General Guidance for All Tasks¶

Always validate against the brute-force oracle first. Every counting task above ships with (or references) a slow O(n²) set/count oracle. Run it on small n, diff, and only then trust the eertree on large n.
Initialize the two roots explicitly. len = [-1, 0], link = [0, 0], last = 1. The imaginary root (len = -1) terminates every getLink walk.
Length-1 palindromes link to the empty root, not the imaginary one — the single most common bug.
Subtract two roots for the distinct count: distinct = numberOfNodes - 2.
Propagate occurrence counts in reverse creation order (length-descending); use 64-bit accumulators (totals are Θ(n²)).
Reset last between strings in generalized eertrees; carrying it over fabricates cross-string palindromes.
Verify two ways when you can. Total occurrences computed via occ propagation must equal Σ endCount[last_i]; distinct via nodes - 2 must equal the brute-force set size. Cross-checks catch order and indexing bugs that single computations hide.
Use series links only for factorization-style tasks (Tasks 11–12); plain suffix links suffice for distinct/total/per-position counts.
Array children for small alphabets, map children for large — keep the rest of the code identical.
Pin the position index convention. Append the character to the buffer first, then call getLink(last, i) with i = oldLength; the wrap-test reads buf[i - len[x] - 1]. An off-by-one here builds a wrong tree that still passes tiny smoke tests — only the dense-palindrome oracle catches it.
Annotate at creation, not in a second pass. endCount, diff, slink, hasX, and firstEnd are all O(1) to set when a node is born; computing them later by walking chains reintroduces the O(n²) you were avoiding.
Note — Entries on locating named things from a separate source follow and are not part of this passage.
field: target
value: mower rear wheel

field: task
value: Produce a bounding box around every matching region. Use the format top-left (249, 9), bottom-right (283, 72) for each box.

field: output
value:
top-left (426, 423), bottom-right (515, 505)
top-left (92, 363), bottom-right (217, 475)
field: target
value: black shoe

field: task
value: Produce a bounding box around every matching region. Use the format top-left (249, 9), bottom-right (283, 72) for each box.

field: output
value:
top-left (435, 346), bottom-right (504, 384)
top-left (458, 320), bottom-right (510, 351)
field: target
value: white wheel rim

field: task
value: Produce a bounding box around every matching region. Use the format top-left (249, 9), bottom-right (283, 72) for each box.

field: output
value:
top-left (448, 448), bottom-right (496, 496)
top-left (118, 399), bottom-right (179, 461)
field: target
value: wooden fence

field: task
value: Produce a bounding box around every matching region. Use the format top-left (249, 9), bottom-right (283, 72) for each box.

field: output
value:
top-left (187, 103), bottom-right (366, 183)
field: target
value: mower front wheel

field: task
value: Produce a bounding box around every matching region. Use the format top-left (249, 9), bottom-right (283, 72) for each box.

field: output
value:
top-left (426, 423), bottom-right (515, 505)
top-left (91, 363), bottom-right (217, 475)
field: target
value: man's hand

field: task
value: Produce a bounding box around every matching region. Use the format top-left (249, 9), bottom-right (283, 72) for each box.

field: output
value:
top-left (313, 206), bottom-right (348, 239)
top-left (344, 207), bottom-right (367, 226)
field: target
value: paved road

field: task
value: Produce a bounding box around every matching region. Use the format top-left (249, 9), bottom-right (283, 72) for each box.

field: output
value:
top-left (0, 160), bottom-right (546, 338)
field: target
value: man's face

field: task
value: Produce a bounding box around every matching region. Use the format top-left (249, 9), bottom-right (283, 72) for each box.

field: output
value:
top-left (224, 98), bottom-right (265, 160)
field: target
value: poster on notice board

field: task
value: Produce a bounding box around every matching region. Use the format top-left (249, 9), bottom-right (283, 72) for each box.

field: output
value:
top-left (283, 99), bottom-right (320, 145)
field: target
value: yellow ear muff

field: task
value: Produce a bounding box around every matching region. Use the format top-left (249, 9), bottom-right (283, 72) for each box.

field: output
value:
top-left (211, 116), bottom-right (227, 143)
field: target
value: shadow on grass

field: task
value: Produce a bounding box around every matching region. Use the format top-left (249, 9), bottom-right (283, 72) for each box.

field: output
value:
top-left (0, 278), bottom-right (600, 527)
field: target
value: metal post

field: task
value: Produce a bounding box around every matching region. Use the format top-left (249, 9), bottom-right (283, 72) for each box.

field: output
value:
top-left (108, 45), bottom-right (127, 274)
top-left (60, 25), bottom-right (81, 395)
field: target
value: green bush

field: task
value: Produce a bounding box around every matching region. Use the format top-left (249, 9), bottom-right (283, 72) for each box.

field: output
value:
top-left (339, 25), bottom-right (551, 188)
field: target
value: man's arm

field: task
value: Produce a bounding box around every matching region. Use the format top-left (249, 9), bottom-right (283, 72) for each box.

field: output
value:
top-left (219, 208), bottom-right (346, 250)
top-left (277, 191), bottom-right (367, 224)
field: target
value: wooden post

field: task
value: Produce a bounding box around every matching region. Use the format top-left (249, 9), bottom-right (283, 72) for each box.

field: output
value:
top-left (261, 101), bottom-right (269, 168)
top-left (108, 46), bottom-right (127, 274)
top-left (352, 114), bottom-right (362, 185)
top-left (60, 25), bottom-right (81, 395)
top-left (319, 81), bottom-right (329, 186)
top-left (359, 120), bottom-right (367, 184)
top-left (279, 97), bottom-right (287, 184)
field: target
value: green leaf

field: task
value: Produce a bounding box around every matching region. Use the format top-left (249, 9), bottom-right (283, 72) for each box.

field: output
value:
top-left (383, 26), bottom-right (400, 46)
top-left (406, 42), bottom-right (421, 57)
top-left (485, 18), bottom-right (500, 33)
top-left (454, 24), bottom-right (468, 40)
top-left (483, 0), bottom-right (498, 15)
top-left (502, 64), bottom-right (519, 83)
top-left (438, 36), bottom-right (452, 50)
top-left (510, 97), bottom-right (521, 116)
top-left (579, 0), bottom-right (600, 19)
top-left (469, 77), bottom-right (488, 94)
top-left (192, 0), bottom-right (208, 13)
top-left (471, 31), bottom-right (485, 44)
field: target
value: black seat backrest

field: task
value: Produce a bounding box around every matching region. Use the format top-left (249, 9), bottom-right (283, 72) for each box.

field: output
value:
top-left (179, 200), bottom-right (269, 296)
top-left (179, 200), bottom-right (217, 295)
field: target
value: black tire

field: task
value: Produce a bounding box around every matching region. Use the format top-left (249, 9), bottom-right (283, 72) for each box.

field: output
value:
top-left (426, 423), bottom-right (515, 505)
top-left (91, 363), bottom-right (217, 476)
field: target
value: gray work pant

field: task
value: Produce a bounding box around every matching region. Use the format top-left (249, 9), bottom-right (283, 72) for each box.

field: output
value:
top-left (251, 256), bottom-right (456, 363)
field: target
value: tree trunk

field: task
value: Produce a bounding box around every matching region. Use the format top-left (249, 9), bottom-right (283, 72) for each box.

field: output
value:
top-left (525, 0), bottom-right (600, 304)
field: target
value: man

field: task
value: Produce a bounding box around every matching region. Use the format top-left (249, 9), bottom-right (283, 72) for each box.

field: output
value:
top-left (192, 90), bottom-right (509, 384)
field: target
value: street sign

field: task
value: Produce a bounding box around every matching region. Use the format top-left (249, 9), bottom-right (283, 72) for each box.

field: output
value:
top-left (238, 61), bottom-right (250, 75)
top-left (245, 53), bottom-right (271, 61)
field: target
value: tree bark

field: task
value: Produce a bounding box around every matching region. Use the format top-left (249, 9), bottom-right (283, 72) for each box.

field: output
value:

Recommended solving order¶

Start with Task 1 (build + node count) and get the two-roots / length-1-link / index convention exactly right against the oracle. Everything else builds on this.
Tasks 2–5 are one-line reads off the built tree (nodes - 2, occ propagation, endCount[last], len[last]); do them together.
Tasks 6–10 add annotations (per-palindrome data, richness, containment, generalized) — still plain suffix links.
Tasks 11–14 need the advanced machinery (series links, rollback, trie-DFS); do them last and test each against its O(n²) oracle.
Task 15 and Task B are analysis/benchmark — they cement when the eertree is and is not the right tool.

Difficulty progression¶

Beginner (1–5): master the build and the four one-line reads (node count, distinct, total, per-position, longest-suffix). These cement the two roots, the length-1 link, and the index convention.
Intermediate (6–10): add annotations and the generalized eertree — still plain suffix links, but now you maintain extra per-node data and handle multiple strings.
Advanced (11–15): the hard machinery — series links for factorization, rollback for undo/trie-DFS, and the classification meta-task that tests whether you know when the eertree applies.

Each task must be implemented and tested in Go, Java, and Python, with identical outputs across all three on the same seeded inputs. The discipline of triple implementation surfaces language-specific traps (boxing in Java/Python maps, integer overflow without 64-bit in Go/Java, recursion limits in Python for trie DFS) that a single-language solution would hide.